The World Health Organization is "rationing" Ebola vaccines in Democratic Republic of Congo, with access controls meaning too few people at risk are being protected in an outbreak of the deadly disease, the aid group MSF said Monday.
The medical charity Medicins Sans Frontiers (MSF) accused the WHO of using a rigid system of eligibility for vaccination, and said the restrictions are allowing the viral disease to resurge in communities previously thought to be protected.
"The WHO is rationing Ebola vaccines and hampering efforts to make them quickly available to all who are at risk of infection," MSF said in a statement. "As a result, the outbreak keeps coming back to areas that have supposedly been covered by vaccination."
The WHO denied it was rationing the vaccine and said it was working as hard as any organization to end Congo's deadly Ebola outbreak.
"We partner closely with the DRC government to reach as many communities and individuals in the outbreak area as possible and are not limiting access to vaccine," it said in a statement.
The Congo Ebola outbreak has killed more than 2,100 people since the middle of last year, second only to the 2013-16 Ebola outbreak in West Africa that killed more than 11,300.

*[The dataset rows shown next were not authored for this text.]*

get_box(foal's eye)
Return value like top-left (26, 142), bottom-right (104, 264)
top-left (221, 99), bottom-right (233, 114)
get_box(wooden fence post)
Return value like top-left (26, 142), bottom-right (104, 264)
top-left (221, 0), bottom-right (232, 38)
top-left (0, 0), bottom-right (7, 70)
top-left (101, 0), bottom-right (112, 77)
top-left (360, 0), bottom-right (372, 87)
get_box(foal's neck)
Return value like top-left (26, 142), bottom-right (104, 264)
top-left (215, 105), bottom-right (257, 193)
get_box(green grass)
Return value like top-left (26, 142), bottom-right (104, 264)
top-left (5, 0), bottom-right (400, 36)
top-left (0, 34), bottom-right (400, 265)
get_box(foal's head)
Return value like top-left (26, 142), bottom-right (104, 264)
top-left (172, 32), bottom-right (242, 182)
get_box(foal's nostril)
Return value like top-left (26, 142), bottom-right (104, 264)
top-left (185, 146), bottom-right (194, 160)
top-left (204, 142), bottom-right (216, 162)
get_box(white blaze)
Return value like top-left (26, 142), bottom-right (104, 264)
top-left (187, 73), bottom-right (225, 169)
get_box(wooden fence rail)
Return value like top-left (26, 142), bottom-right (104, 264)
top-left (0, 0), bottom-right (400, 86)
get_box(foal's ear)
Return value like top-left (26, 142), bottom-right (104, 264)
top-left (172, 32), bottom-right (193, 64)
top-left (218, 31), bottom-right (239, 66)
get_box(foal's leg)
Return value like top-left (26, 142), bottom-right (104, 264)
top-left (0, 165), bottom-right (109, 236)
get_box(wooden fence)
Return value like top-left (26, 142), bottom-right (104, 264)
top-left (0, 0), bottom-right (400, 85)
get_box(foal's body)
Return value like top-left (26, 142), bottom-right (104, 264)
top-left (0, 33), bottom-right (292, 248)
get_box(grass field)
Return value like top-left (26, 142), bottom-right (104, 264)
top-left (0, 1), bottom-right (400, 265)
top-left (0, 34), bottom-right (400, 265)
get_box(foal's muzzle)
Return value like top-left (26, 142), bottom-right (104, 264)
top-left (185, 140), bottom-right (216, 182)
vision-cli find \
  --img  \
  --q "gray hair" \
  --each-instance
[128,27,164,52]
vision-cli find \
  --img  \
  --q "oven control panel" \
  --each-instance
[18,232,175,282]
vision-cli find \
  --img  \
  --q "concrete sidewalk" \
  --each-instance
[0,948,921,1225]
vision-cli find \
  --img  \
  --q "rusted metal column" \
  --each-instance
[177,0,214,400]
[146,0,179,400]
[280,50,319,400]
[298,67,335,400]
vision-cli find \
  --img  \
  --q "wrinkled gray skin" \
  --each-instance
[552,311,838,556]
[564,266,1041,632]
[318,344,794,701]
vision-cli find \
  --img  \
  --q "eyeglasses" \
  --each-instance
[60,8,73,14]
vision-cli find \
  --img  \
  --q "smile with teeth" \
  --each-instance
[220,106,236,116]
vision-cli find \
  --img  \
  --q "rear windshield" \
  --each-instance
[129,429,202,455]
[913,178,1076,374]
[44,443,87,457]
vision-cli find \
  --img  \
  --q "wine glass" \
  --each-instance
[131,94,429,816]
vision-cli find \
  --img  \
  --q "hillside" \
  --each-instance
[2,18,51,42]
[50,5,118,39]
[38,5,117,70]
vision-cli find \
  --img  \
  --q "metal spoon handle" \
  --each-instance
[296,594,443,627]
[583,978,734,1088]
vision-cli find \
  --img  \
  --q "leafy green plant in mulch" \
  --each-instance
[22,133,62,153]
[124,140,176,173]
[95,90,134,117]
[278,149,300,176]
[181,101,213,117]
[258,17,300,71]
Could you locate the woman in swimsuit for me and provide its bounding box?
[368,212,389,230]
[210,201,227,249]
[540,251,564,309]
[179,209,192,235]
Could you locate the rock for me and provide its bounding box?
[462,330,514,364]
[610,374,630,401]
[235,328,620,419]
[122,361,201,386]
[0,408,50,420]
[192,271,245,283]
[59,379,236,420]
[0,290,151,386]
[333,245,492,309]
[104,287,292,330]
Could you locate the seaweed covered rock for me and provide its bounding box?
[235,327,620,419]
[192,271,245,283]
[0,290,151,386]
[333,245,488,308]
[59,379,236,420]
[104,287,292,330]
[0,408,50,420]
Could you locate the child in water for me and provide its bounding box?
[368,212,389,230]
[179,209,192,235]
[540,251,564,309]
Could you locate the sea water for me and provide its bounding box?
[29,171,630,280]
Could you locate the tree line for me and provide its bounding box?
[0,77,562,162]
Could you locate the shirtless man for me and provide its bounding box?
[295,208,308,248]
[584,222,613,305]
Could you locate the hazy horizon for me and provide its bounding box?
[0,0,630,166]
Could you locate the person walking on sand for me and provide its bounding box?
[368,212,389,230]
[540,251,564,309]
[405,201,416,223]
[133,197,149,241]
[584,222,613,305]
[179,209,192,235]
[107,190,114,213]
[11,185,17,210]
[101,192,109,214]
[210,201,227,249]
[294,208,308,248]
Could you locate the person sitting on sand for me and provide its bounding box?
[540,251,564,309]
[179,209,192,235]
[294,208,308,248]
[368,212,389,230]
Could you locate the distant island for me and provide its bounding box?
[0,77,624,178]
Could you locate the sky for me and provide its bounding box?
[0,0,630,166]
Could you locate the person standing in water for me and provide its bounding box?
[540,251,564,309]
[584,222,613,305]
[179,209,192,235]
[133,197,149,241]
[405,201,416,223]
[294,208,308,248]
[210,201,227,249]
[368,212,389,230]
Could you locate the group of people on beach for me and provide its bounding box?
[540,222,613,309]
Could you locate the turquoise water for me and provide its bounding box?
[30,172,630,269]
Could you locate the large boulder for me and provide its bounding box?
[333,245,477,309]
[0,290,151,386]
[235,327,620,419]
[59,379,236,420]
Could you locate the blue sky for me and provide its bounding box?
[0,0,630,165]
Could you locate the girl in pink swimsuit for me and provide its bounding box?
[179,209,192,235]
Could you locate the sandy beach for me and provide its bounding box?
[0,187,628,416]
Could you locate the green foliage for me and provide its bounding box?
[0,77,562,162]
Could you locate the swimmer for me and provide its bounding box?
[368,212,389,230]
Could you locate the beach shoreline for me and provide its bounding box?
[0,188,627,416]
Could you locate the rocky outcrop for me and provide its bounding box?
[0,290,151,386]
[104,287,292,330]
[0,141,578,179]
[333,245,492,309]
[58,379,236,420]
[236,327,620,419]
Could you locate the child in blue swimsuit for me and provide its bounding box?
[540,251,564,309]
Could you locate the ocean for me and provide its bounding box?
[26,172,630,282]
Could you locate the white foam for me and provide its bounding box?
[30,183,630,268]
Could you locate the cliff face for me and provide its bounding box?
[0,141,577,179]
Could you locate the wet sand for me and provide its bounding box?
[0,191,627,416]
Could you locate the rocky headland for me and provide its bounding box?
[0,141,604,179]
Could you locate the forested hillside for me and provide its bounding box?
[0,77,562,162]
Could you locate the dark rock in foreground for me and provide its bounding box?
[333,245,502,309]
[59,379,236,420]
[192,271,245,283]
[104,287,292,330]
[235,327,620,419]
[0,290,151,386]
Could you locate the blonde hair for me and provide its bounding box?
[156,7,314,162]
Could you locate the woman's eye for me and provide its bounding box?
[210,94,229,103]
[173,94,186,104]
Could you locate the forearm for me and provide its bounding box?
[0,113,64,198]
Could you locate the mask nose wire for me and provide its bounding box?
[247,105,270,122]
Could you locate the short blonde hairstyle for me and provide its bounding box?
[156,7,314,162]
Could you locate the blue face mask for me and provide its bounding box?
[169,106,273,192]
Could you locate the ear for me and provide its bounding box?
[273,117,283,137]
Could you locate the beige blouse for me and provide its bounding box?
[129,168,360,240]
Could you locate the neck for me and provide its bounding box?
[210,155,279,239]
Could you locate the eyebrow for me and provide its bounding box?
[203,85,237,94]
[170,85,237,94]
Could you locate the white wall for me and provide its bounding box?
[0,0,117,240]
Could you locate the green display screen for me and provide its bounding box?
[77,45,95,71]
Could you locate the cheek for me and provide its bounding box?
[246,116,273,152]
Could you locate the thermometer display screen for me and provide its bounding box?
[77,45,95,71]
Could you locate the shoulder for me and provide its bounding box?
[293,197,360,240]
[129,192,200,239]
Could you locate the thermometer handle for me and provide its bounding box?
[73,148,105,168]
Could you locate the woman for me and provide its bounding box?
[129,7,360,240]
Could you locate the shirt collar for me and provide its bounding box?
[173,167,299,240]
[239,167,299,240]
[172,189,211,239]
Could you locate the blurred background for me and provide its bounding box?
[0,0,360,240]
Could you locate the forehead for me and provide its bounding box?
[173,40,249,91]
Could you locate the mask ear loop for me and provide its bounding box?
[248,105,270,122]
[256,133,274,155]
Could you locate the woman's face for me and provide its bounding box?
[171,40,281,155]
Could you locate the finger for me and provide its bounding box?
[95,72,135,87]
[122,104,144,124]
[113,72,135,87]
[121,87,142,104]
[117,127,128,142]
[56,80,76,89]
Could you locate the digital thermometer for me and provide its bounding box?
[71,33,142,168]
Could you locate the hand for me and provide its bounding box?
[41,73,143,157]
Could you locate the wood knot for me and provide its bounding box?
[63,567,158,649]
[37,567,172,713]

MSF called for more transparency around access to the vaccine, which is manufactured by the U.S. drugmaker Merck and is being deployed in the WHO-led emergency response.
"Time is of essence in an outbreak: medical teams should be able to rapidly provide treatments or vaccines based on what they see on the ground," MSF's emergency coordinator, Natalie Roberts, said. "But our capacity ... is severely undermined by a rigid system which is hard to comprehend."
The WHO and the Congolese health ministry say that since August 2018, more than 223,000 people have been vaccinated with rVSV-ZEBOV, the Merck vaccine that has been shown in clinical trials to be highly protective against Ebola infection.
MSF said it estimates that based on the number of Ebola cases in the outbreak so far, the vaccine should have been given to twice as many — between 450,000 and 600,000 people.
Congo health authorities gave the go-ahead on Saturday for plans to introduce a second Ebola vaccine, made by Johnson & Johnson, to help fight the outbreak.
'Ring vaccination'
The Merck shot is being deployed in a strategy known as "ring vaccination," which aims to control Ebola by identifying and offering the vaccine to contacts of those likely to be infected.
The WHO said that because Ebola spreads via person-to-person contact, this is "the most effective means of stopping" its spread. It said the Merck vaccine eligibility and strategy were recommended by independent specialists in agreement with Congo.
The plan with the addition of the J&J vaccine, it said, is to extend protection by providing it to "targeted at-risk populations" in areas where the disease is not yet being actively transmitted.